§ 51.21 CONSTRUCTION AND REMOVAL BONDS.
   (A)   Construction bond. Prior to the commencement of any construction, a construction permittee, excluding the county or city shall deposit with the Public Works Director, in a form acceptable to the Director of Law, an irrevocable, unconditional letter of credit and/or surety bond in an amount determined by the Public Works Director to be appropriate, based upon fair and reasonable criteria. Unless a construction default, problem, or deficiency involves an emergency or endangers the safety of the general public, the Public Works Director shall serve the construction permittee with notice detailing any construction default, problem, or deficiency. If the Public Works Director determines that correction or repair of the construction default, problem or deficiency has not occurred or has not been substantially initiated within ten calendar days after the date following service of notification and detailing the construction default, problem or deficiency, then the city may attach the letter of credit or surety bond. Upon attachment, written notice shall be served on the construction permittee by the Public Works Director.
   (B)   Removal bond. Upon issuance of a certificate of registration, and continuously thereafter until 120 days after a provider's facilities have been removed from the rights-of-way, (unless the Public Works Director notifies the provider that a reasonably longer period shall apply), a provider shall deposit with the Public Works Director and maintain, in a form acceptable to the Director of Law, an irrevocable, unconditional letter of credit or a surety bond in an amount equal to or greater than $50,000. The Public Works Director shall make all reasonable efforts to allow provider a period of five business days after serving notification to correct or repair any default, problem or deficiency prior to Public Works Director's attachment of letter of credit or surety bond regarding the removal of facilities. Upon attachment, written notice shall be provided to the provider by the Public Works Director.
   (C)   Blanket bond. In lieu of the construction bond required by § 51.21(A) and the removal bond required by § 51.21(B), provider may deposit with the Public Works Director, in a form acceptable to the Director of Law, an irrevocable, unconditional letter of credit and/or surety bond in the amount of $5,000,000. Unless a construction default, problem or deficiency involves an emergency or endangers the safety of the general public, the Public Works Director shall make all reasonable efforts to allow permittee a period of five business days after sending notification in writing to the last known business address to correct or repair any construction default, problem or deficiency prior to Public Works Director's attachment of letter of credit or surety bond. Upon attachment, written notice shall be provided to the provider by the Public Works Director.
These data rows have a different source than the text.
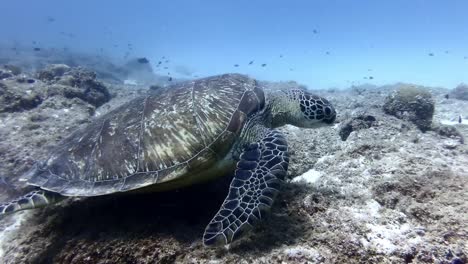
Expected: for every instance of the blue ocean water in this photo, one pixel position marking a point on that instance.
(319, 43)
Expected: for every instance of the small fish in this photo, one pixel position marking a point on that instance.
(143, 60)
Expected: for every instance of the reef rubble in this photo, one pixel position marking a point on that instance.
(373, 188)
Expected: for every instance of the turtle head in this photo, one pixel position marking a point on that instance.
(314, 110)
(302, 109)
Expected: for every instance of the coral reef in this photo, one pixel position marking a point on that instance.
(387, 194)
(413, 104)
(356, 123)
(460, 92)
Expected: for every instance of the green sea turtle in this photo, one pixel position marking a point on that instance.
(193, 132)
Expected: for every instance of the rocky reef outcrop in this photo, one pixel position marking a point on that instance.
(388, 193)
(460, 92)
(411, 103)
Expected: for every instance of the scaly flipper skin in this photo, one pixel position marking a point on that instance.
(260, 171)
(34, 199)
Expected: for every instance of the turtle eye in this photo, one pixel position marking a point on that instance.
(316, 108)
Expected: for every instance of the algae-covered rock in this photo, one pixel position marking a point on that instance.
(411, 103)
(75, 83)
(460, 92)
(81, 83)
(356, 123)
(52, 72)
(14, 100)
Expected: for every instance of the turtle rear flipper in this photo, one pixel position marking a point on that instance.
(258, 176)
(31, 200)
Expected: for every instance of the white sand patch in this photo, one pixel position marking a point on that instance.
(300, 252)
(310, 176)
(384, 234)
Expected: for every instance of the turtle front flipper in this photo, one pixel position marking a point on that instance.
(258, 176)
(31, 200)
   (D)   Self bonding. In lieu of the construction bond required by § 51.21(A), the removal bond required by § 51.21(B) and the blanket bond required by § 51.21(C), those providers maintaining a book value in excess of $20,000,000 may submit a statement to the Public Works Director requesting to self-bond. If approval to self-bond is granted, a provider shall assure the city that such self-bonding shall provide the city with no less protection and security than would have been afforded to the city by a third party surety providing provider with the types and amounts bonds detailed in the above named sections. This statement shall include:
      (1)   Audited financial statements for the previous year; and,
      (2)   A description of the applicant's self-bonding program; and,
      (3)   Other applicable and pertinent information as reasonably requested by the Public Works Director and/or Director of Law.
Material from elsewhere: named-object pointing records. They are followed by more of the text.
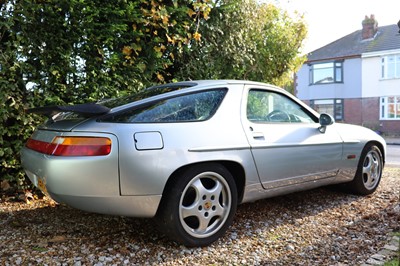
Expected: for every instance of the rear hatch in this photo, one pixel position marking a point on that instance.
(65, 118)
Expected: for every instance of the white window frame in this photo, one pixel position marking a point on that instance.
(390, 66)
(384, 108)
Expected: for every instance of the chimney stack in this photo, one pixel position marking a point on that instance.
(370, 27)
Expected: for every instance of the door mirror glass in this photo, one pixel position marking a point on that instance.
(326, 120)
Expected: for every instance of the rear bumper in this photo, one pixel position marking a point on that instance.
(90, 184)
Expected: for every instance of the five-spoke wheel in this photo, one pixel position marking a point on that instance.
(369, 171)
(200, 204)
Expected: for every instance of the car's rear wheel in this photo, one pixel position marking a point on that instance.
(199, 205)
(369, 171)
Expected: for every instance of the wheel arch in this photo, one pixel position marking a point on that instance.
(380, 147)
(235, 168)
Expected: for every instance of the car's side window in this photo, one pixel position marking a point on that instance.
(268, 106)
(189, 107)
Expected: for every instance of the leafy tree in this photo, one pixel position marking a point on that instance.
(245, 40)
(72, 51)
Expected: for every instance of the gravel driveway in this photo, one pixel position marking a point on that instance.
(318, 227)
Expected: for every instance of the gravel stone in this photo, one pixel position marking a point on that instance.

   (E)   Purposes. The bonds required by this section, and any self bonding to the extent it has been permitted, shall serve as security for:
      (1)   The faithful performance by the permittee or provider of all terms, conditions and obligations of this chapter;
      (2)   Any expenditure, damage, or loss incurred by the city occasioned by the permittee or provider's violation of this chapter or its failure to comply with all rules, regulations, orders, permits and other directives of the city issued pursuant to this chapter;
      (3)   The payment of all compensation due to the city, including permit fees;
      (4)   The payment of premiums for the liability insurance required pursuant to this chapter;
      (5)   The removal of facilities from the rights-of-way pursuant to this chapter;
      (6)   The payment to the city of any amounts for which the permittee or provider is liable that are not paid by insurance or other surety; and
      (7)   The payment of any other amounts which become due to the city pursuant to this chapter or other law.
   (F)   Form. The bond documents required by this section, and any replacement bond documents shall, contain the following endorsement: "It is hereby understood and agreed that this bond may not be canceled or not renewed by the surety nor the intention to cancel or not to renew be stated by the surety until 90 days after completion of construction of the facilities and, notwithstanding the foregoing, shall in no case be canceled or not renewed by the surety until at least 90 days' written notice to city of surety's intention to cancel or not renew this bond."